A 2002 film observing the urban and implied social changes of East London and the environment around the Millennium Dome (an 800 million pound state-financed structure for a one year planned exhibition) that Raban described as “an incredible waste of money” and one he sees as emblematic of the New Labour government of the time- the film immerses its audience into a series of city-scape shots, some moving, some static, collectively meditating upon an industrial landscape undergoing social transformation and an uncertain future. Following the screening, Cunningham spoke about his process of inspiration for the film’s feature of a continuous industrial-sounding drone. Triggered by experiencing the echoing environment of the Millennium Dome’s interior, he chose to re-create that audio environment using techniques he had been working on for his installations of the same period. This involved the idea of capturing a sound and feeding it back to itself repeatedly until it created the desired cacophony of a potentially endless echo.
About Now MMX
A 2010 film that follows on thematically and aesthetically from the earlier MM, this time filmed from one single location at the top of Balfron Tower and primarily using a time-lapse filming technique. This work also made substantial use of on-location, yet un-synchronised sound. Cunningham revealed he had recorded the sound of Balfron Tower’s ventilation system and then slowed it down in order to create the drone of the film’s main soundtrack.
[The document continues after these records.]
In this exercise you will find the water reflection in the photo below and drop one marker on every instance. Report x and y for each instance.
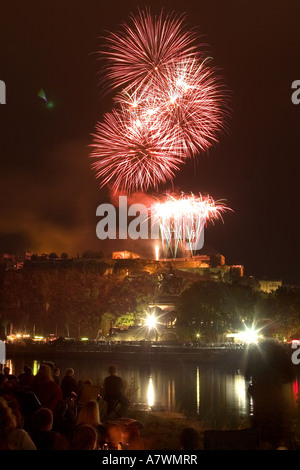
(150, 393)
(219, 398)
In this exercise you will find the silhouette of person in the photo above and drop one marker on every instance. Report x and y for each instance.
(113, 393)
(269, 370)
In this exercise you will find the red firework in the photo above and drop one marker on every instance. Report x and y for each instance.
(171, 106)
(140, 55)
(132, 154)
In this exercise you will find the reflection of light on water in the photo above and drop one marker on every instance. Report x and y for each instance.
(236, 393)
(35, 367)
(240, 389)
(198, 390)
(9, 363)
(150, 393)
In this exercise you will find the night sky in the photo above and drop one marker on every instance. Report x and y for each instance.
(49, 194)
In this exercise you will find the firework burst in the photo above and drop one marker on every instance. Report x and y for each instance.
(133, 154)
(181, 220)
(170, 104)
(140, 54)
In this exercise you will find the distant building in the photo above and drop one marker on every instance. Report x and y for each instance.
(269, 286)
(124, 255)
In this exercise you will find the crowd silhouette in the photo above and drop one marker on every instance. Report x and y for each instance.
(42, 412)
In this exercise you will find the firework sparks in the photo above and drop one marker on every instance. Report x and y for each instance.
(140, 54)
(182, 219)
(133, 155)
(170, 107)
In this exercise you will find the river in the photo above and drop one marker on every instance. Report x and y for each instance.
(213, 394)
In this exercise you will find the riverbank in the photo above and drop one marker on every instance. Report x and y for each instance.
(233, 357)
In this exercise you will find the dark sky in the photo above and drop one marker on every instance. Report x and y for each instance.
(49, 194)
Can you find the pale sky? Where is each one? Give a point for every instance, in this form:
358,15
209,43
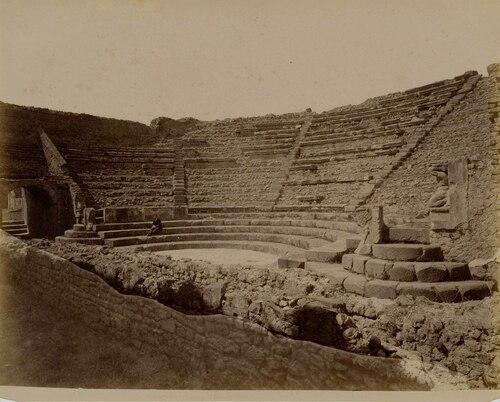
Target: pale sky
213,59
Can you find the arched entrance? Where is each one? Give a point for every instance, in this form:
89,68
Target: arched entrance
14,216
42,209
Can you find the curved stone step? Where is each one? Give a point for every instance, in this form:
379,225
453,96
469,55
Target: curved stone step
446,292
82,240
407,252
406,271
80,233
291,230
294,240
345,229
278,249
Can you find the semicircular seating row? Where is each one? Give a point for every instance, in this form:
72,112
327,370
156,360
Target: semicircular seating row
408,264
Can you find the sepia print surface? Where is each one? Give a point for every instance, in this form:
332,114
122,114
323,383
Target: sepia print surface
325,220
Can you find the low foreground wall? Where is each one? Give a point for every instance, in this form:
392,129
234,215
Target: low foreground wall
212,351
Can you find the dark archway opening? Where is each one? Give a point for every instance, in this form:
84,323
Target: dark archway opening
14,213
29,212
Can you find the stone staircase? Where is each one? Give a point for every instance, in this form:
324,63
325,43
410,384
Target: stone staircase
277,186
16,228
294,240
180,197
407,267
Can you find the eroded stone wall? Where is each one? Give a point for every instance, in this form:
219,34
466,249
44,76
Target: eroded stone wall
20,124
208,351
463,133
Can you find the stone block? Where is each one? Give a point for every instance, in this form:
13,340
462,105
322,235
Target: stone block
483,269
473,290
397,251
431,272
365,249
377,269
358,263
355,284
417,289
347,261
409,235
381,289
402,272
447,292
431,253
458,271
212,296
352,244
291,262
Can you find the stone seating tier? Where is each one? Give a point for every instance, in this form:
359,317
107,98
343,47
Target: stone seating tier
16,228
337,134
431,95
338,193
281,131
445,292
357,141
396,144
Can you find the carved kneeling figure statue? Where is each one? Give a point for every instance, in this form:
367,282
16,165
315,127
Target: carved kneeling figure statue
440,198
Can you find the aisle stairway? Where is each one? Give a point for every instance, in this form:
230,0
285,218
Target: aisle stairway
389,270
407,265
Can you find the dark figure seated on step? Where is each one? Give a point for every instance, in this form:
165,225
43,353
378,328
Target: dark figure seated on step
156,228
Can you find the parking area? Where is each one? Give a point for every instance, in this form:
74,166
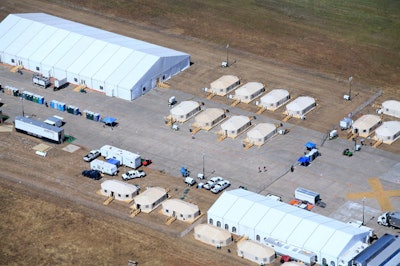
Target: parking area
141,129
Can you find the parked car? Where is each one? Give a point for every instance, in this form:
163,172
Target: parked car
93,174
211,183
132,174
91,155
221,185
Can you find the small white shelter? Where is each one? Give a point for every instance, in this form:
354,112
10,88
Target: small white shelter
209,118
185,110
224,85
119,190
274,99
388,132
256,252
366,124
261,133
300,106
235,125
182,210
212,235
249,92
150,199
391,107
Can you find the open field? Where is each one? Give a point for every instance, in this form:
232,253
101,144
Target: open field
53,215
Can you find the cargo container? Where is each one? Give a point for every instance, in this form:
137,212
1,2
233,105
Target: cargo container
126,158
39,129
307,195
104,167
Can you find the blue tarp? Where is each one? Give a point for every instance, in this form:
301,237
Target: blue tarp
108,120
310,145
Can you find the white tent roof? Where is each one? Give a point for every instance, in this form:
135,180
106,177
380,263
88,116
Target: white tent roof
300,103
261,130
235,122
224,82
209,115
184,108
151,195
180,205
389,128
274,96
249,88
285,223
61,48
366,121
119,187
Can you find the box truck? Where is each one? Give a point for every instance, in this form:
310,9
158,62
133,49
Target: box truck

The conversation was opened up to the audience, generating questions concerned with more analytical aspects of the two artists’ collaborative processes. Raban expressed his love for “error”, commenting that what he had previously viewed to be technical flaws and “mistakes” in his own work were now seen as fascinating insights into the process of creating the art- a reflexive process characteristic of Structuralist film. Cunningham agreed, and elaborated upon a “vocabulary of error” in his recording experiences with other musicians. Perhaps drawing from a neo-dada/punk ethos, he described the “mistake” as possibly the most distinctive characteristic of avant-garde music.
This event was funded by LCC Graduate School.